For Murakami, he starts by paying attention to his body – his lungs, arms, legs, calves, feet…. “Being active every day makes it easier to hear that inner voice.” “In order to make any progress, I have to listen very carefully to feedback from my body,” he said. Yet he also works on entering a mental state of “Consciousness trying to deny consciousness”:

I just run. I run in a void. Or maybe I should put it the other way: I run in order to acquire a void. But as you might expect, an occasional thought will slip into this void…What I mean is, the kinds of thoughts and ideas that invade my emotions as I run remain subordinate to that void. Lacking content, they are just random thoughts that gather around that central void.

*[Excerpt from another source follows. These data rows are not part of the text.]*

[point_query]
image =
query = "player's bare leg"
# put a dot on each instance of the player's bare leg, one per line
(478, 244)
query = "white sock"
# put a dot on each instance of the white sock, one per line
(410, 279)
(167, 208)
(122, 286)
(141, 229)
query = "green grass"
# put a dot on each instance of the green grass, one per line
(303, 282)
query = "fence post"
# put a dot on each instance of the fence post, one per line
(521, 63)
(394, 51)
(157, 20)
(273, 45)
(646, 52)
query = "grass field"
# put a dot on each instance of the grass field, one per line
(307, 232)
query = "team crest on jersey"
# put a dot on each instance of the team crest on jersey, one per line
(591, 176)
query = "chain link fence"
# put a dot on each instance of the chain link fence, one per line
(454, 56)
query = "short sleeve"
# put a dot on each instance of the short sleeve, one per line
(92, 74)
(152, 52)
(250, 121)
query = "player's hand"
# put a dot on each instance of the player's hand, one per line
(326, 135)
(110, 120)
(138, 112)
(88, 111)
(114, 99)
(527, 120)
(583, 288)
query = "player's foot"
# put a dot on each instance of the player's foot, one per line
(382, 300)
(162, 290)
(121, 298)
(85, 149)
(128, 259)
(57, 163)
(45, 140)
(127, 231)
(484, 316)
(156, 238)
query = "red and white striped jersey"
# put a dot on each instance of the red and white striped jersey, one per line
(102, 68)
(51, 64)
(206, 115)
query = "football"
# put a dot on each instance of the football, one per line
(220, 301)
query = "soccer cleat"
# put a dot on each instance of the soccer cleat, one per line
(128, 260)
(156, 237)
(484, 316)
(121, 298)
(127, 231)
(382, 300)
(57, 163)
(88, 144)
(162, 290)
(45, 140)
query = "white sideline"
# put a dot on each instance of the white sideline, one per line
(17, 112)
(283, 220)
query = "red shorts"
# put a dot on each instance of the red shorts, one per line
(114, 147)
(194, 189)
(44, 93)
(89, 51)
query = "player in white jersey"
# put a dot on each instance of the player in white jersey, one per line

Throughout his training, Murakami introduced different parts having different roles on game day. Yet, as important each of these parts were, their intention was never to neglect each other. In other words, Murakami never confused his parts or phases of training for his peak on game day.

Familiarity with your performance helps uncover the different parts needed to peak: when you push one part to the extreme or neglect another part; when you overly focus on an emotional state or feeling; when you dwell on some interpersonal problem at home or at work; when you aim to exhaust your body and mind; and when you disconnect from your pain and fatigue. When one part of you takes center stage, it neglects access to your best version. Resources are going somewhere else. The “saying less is better” should really be the “right amount is better.”

Murakami continues to write and run. And he experiences the declines in performance as he ages. That is why it’s more important to have other standards set for himself. He shares, “I have only a few reasons to keep on running, and a truckload of them to quit. All I can do is keep those few reasons nicely polished.”